Total internal reflection fluorescence (TIRF) microscopy is one of the most successful and widely used techniques in single-molecule biophysics. The strength of this method lies in the selective illumination of only a thin layer of sample close to the surface of a glass substrate [19,20]. By excluding the fluorescence from above the illuminated volume, significant background reduction is achieved and individual fluorophores can be imaged with high signal-to-background ratios. By tagging proteins of interest with fluorophores, stoichiometries, interactions, exchange events, and many other parameters can be tracked in vitro or in vivo. A range of imaging techniques and experimental strategies are available to make TIRF microscopy supremely adaptable. In protein–DNA studies, linear DNA molecules are typically tethered to the surface of a microscopic cover slip using a binding partner that is randomly distributed on the surface, such as streptavidin in the case of biotin-functionalised DNA. An alternative strategy is the DNA curtain technique, in which long DNA templates are aligned in rows on the surface (Figure 3). This approach has the advantages of providing a high surface density, which increases throughput, and greatly improving the spatial localisation of fluorescent proteins along the DNA sequence. This method has been pioneered by the laboratory of Eric Greene, relying on nanofabrication approaches such as electron-beam and UV lithography [2,21–23]. In brief, these lithographic techniques are used to create nanofabricated chromium diffusion barriers in rows on a coverslip surface. A flow cell is then assembled on top of the coverslip, and a lipid bilayer is coated onto the surface with DNA molecules tethered to biotinylated phospholipids in the bilayer. When buffer flow is applied, the DNA tethers diffuse to the diffusion barriers, resulting in the alignment of the DNA in curtains. The spacing between diffusion barriers is only slightly greater than the DNA length, to maximise the number of rows of curtains that can be imaged in a single field of view. DNA curtains are particularly well suited for observing sequence-dependent interactions; as the tether point for each DNA template is known with high accuracy, sequences of interest can be closely matched to the distance from the tether point. This technique has become a mainstay for the Greene and Finkelstein groups, and has been used in many studies of protein–DNA interactions [2,21–44].

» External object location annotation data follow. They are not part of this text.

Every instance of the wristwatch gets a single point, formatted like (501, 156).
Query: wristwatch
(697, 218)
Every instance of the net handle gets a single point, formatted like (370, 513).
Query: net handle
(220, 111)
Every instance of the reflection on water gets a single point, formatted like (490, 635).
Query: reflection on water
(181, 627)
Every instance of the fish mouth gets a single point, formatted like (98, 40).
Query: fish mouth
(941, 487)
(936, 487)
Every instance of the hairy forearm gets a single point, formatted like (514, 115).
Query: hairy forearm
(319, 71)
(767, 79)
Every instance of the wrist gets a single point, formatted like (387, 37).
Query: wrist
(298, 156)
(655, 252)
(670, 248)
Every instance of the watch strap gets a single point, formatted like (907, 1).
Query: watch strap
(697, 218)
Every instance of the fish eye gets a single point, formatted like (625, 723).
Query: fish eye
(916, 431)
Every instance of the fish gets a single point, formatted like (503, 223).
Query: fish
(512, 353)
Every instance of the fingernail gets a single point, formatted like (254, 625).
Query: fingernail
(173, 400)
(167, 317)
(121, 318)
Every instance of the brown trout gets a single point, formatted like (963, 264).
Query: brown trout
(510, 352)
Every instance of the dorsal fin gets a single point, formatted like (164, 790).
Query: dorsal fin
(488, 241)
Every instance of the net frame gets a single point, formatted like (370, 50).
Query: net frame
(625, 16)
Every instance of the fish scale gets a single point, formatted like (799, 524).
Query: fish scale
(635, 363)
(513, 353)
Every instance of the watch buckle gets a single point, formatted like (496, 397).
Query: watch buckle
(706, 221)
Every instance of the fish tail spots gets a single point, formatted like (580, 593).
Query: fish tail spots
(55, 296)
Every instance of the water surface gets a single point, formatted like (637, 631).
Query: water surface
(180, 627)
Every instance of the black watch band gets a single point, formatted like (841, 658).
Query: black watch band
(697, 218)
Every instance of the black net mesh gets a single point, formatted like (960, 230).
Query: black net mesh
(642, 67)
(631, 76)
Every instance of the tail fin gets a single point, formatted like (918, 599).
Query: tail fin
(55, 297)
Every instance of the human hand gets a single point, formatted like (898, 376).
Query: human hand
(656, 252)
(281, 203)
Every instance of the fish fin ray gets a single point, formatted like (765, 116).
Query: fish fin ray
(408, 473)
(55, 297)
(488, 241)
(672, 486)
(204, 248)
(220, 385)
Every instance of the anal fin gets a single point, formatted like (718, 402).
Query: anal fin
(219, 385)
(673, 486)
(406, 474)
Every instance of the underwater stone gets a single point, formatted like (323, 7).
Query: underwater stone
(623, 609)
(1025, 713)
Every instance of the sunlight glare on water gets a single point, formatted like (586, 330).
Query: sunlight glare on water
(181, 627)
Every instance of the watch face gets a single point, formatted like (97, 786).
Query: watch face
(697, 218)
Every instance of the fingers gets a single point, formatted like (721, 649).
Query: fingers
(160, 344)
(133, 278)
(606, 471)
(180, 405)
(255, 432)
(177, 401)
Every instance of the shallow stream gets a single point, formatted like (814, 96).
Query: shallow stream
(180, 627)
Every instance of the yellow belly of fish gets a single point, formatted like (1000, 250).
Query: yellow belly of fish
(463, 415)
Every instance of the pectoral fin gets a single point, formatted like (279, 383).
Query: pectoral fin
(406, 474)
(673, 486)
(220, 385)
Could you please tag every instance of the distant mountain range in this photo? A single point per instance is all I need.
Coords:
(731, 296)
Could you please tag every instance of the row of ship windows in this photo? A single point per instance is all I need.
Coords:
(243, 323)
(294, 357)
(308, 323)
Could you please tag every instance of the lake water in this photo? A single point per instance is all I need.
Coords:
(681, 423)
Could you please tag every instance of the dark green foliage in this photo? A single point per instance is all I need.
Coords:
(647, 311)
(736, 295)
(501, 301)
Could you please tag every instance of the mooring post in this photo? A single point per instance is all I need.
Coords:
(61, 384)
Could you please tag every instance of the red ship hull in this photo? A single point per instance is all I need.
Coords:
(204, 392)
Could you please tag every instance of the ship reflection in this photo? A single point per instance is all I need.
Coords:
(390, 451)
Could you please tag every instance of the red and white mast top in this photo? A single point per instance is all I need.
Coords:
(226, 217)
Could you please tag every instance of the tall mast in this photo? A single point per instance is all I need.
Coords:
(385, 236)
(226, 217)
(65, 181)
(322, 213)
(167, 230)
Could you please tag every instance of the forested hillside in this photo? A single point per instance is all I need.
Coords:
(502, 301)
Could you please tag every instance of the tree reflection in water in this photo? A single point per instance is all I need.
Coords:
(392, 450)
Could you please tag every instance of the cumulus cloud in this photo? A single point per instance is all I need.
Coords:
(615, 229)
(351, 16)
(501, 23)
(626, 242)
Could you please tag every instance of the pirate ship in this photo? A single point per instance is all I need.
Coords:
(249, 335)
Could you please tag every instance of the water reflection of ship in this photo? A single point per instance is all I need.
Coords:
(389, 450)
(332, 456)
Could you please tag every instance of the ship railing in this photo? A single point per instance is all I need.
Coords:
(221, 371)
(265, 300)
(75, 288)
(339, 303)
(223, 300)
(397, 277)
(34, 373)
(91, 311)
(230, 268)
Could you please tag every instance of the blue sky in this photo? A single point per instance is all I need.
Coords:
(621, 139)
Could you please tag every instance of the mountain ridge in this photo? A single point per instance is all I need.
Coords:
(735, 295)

DNA curtains to multiplex single-molecule observations.
DNA curtains are particularly well suited to identifying the means by which DNA-interacting proteins search for their target sequences and sites, balancing the need for speed in the search phase with stability in the target-bound phase . A recent study investigated how the eukaryotic mismatch repair complex Msh2–Msh3 finds its target sites on crowded DNA, in the presence of nucleosomes and other protein roadblocks . By using doubly tethered DNA curtains of λ-phage DNA (with a length of 48.5 kbp) and Msh2–Msh3 complexed with a quantum dot, the diffusion of the complex on DNA could be visualised and tracked. To evaluate whether the protein diffuses on DNA using a sliding (translocation in continuous DNA contact) or hopping (correlated dissociation and reassociation) mechanism, the ionic strength was varied so that the level of electrostatic interaction with the DNA was controlled. The diffusion coefficient was observed to increase with the ionic strength in a manner characteristic of a mechanism of alternating hopping and sliding. In the presence of nucleosomes or other protein roadblocks, the Msh2–Msh3 complex was observed to bypass the roadblock and continue its search. In contrast, another mismatch repair complex, Msh2–Msh6, was shown in a previous DNA curtain study to have no dependence of diffusion coefficient on the ionic strength, indicative of a sliding mechanism . Without hopping, this complex was shown to be unable to bypass roadblocks. The ability to monitor large numbers of DNA molecules simultaneously was crucial in allowing the authors to visualise the interplay between the repair complexes and the nucleosomes, and to dissect how the mode of protein translocation dictates its ability to bypass nucleosomal roadblocks.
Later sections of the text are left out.